QuickZTNA User Guide
Home DERP & Network Connectivity Network Connectivity Diagnostics

Network Connectivity Diagnostics

What We’re Testing

QuickZTNA provides three diagnostic tools:

  • ztna netcheck — Probes the network: UDP reachability, STUN status, nearest DERP region, and public IP detection.
  • ztna debug — Three subcommands: derp (relay status), metrics (system info), goroutines (thread dump).
  • ztna bugreport — Generates a sanitized ZIP bundle with config, state, logs, and system info. Private keys and tokens are excluded.

These commands are your first stop when diagnosing connectivity problems.

Your Test Setup

MachineRole
Win-A Primary diagnostics target (NAT environment)
🐧 Linux-C Cloud machine diagnostics (public IP environment)
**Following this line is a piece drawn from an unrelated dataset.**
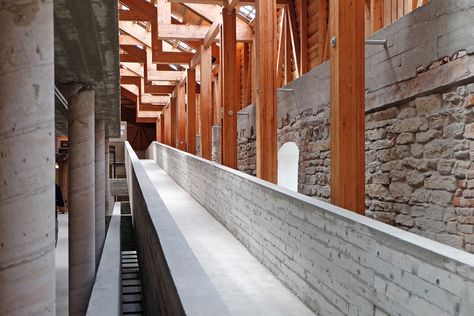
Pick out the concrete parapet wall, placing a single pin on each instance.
(335, 261)
(174, 283)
ST1 — Run netcheck and Interpret Output

What it verifies: ztna netcheck returns a complete network report with UDP status, STUN, and nearest DERP.

Steps:

  1. On Win-A :
ztna netcheck

Expected output:

Running network diagnostics...

Report
======
UDP:              true
IPv4:             yes, 203.198.x.x:41641
IPv6:             no
Nearest DERP:     blr1 (Bangalore)
STUN:             ok (derp-blr1.quickztna.com:3478)

What each field means:

FieldMeaning
UDPCan the machine send/receive UDP? Required for direct WireGuard
IPv4STUN-discovered public IP and port (NAT-mapped)
IPv6IPv6 endpoint if available
Nearest DERPClosest relay region (used for fallback)
STUNSTUN server status and which server was used

Pass: UDP: true and STUN: ok. A public IP:port is reported.

Fail / Common issues:

  • UDP: false, STUN: failed — network blocks outbound UDP. Client will work via DERP relay only (WebSocket over HTTPS 443).
  • Nearest DERP: blank — STUN failed so the client couldn’t determine location. DERP assignment may use fallback logic.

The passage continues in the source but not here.